Click rate is the percentage of people who clicked a link in your email.

If your email doesn’t have a call to action, the contact will not have a reason to click.

Additionally, If your subject line was misleading, it might have caused people to open the email but not click if they felt tricked.

Aim for a click rate of 3 to 5%.

Response Rate

Response rate is the percentage of people who respond to your email.

There are several reasons someone might respond:

  • Your call to action asks the recipient to respond
  • They are providing feedback on your outreach
  • They have asked you to unsubscribe

Your response rate will show how well you can start a conversation with the contact.

Unsubscribe Rate

The unsubscribe rate is the percentage of people who ask you not to email them again.

Keep your unsubscribe rate below 1% per send.

Not everyone you contact will find your message appropriate.
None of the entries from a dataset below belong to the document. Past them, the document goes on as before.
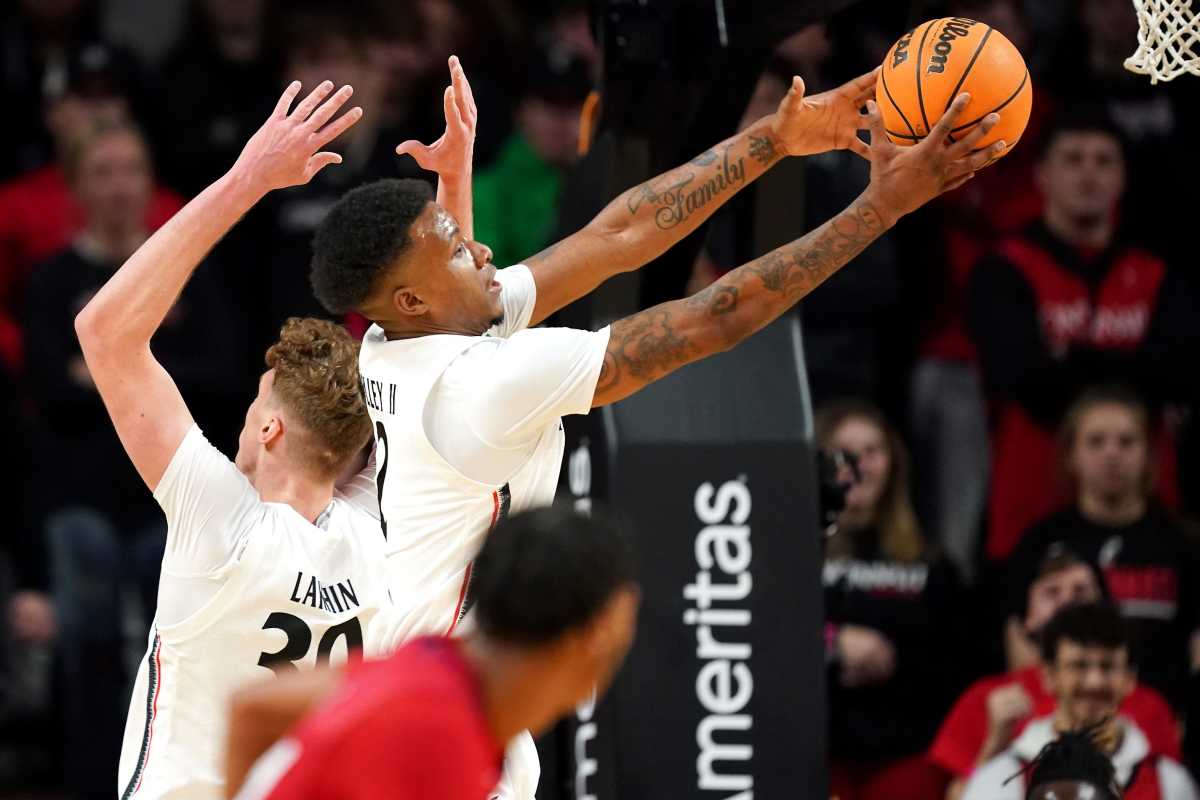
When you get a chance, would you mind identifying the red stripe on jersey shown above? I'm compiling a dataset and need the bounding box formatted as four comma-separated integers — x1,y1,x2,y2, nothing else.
133,633,162,794
445,492,500,636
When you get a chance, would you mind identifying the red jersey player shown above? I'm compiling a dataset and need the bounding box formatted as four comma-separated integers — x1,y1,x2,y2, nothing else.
228,506,638,800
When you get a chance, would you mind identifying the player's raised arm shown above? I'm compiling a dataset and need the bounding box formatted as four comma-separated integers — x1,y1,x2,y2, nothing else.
76,82,362,491
226,667,343,798
396,55,479,239
593,95,1004,405
526,72,876,325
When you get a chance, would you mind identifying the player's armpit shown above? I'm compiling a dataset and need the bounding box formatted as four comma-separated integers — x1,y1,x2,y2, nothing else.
76,335,193,492
593,194,887,408
523,221,632,325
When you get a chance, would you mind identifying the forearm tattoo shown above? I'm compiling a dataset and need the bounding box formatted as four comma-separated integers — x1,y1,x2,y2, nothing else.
596,198,887,396
625,132,780,230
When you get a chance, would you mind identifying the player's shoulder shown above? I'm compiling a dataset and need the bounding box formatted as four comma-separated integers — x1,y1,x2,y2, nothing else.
1154,756,1200,799
959,673,1020,703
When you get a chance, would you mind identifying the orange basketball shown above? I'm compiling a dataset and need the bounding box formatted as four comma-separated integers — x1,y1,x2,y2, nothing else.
875,17,1033,156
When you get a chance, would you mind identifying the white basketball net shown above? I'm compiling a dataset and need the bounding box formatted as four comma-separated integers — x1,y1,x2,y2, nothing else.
1126,0,1200,83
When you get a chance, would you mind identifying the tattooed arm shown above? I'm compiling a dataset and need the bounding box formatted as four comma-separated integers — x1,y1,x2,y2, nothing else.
593,96,1004,407
524,73,875,325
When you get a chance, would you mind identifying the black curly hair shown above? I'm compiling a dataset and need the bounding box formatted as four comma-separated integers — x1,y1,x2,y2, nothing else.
470,504,635,646
1040,602,1132,664
1025,728,1122,800
308,178,433,314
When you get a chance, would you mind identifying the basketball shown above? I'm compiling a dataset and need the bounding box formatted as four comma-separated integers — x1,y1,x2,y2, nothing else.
875,17,1033,157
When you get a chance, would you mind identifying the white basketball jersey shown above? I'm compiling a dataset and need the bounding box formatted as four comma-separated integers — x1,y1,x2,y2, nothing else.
359,266,608,652
118,427,386,800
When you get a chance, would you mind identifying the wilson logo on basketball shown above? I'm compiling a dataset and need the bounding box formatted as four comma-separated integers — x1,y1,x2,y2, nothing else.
925,17,978,74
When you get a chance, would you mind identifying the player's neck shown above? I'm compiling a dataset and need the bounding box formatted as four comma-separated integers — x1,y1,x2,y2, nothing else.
1079,492,1146,525
1044,207,1112,249
462,636,560,747
253,465,334,522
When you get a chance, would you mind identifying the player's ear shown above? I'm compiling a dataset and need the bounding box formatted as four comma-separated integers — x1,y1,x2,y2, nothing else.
258,416,284,447
586,585,641,662
391,287,430,317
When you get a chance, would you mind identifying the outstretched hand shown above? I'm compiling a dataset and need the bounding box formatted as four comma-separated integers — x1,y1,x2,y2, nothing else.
233,80,362,194
863,94,1007,230
396,55,479,178
772,68,878,158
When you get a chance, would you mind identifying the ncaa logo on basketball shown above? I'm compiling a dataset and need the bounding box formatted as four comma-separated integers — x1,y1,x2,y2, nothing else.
925,17,978,74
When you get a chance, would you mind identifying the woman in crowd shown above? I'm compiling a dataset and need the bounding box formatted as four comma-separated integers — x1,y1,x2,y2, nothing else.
817,402,959,800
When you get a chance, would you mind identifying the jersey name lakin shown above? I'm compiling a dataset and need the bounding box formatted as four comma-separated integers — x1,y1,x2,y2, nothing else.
288,572,359,614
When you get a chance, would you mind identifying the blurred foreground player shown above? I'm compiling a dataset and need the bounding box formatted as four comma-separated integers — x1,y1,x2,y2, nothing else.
312,74,998,646
228,506,638,800
1025,730,1124,800
962,603,1200,800
76,77,386,800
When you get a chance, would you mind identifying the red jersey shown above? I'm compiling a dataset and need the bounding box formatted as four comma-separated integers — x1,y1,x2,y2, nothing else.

However, a high unsubscribe rate signals you are targeting the wrong audience, or your email is not offering value.

Conversion Rate for the Campaign Goal

The conversion rate is the percentage of people who take the action you want them to take.

The conversion rate is the ultimate measure of success for a cold email campaign. Your conversion rate will show how effectively your cold email campaign reached your defined expectation for the audience.

Cold email conversions could include booking a meeting or signing up for a free trial.

Use helpful email tools

Here are some of the helpful tools for cold email marketing campaigns.

Hunter, Snov, Clearout

Email lookup tools like Snov.io and Hunter are indispensable for finding the contact details for your cold email marketing campaigns. Such tools might not find exact emails for all contacts, but they can usually find the email style used by that company to guess the email. You can also try an email finder tool like Clearout, which offers the added benefit of confidence scoring against each lead.

Grammarly

Grammarly is an excellent tool for improving your writing. Strong grammar is essential in cold emails because you are trying to build trust and look professional. If your email is sloppy, people won’t respond.

Calendly

If you use a scheduling tool like Calendly, you can more quickly find a mutually convenient time to speak when everyone is available.

Streak

Streak helps you organize email conversations directly from your inbox. Streak combines the benefits of a Customer Relationship Management tool with the simplicity of a spreadsheet managed from your email inbox.

Boomerang

When someone responds to your outreach, you might not have the time or appropriate answer to provide a reply. Use Boomerang to resurface the email to the top of your inbox at a future date and time you select.

Personalized cold emails targeting a precise audience are a great way to develop new partnerships and find new leads. But you need to do cold email correctly. Use the strategies, insights, and examples we shared above, and you’ll soon learn that cold email can be one of your most powerful sales, marketing, and outreach weapons.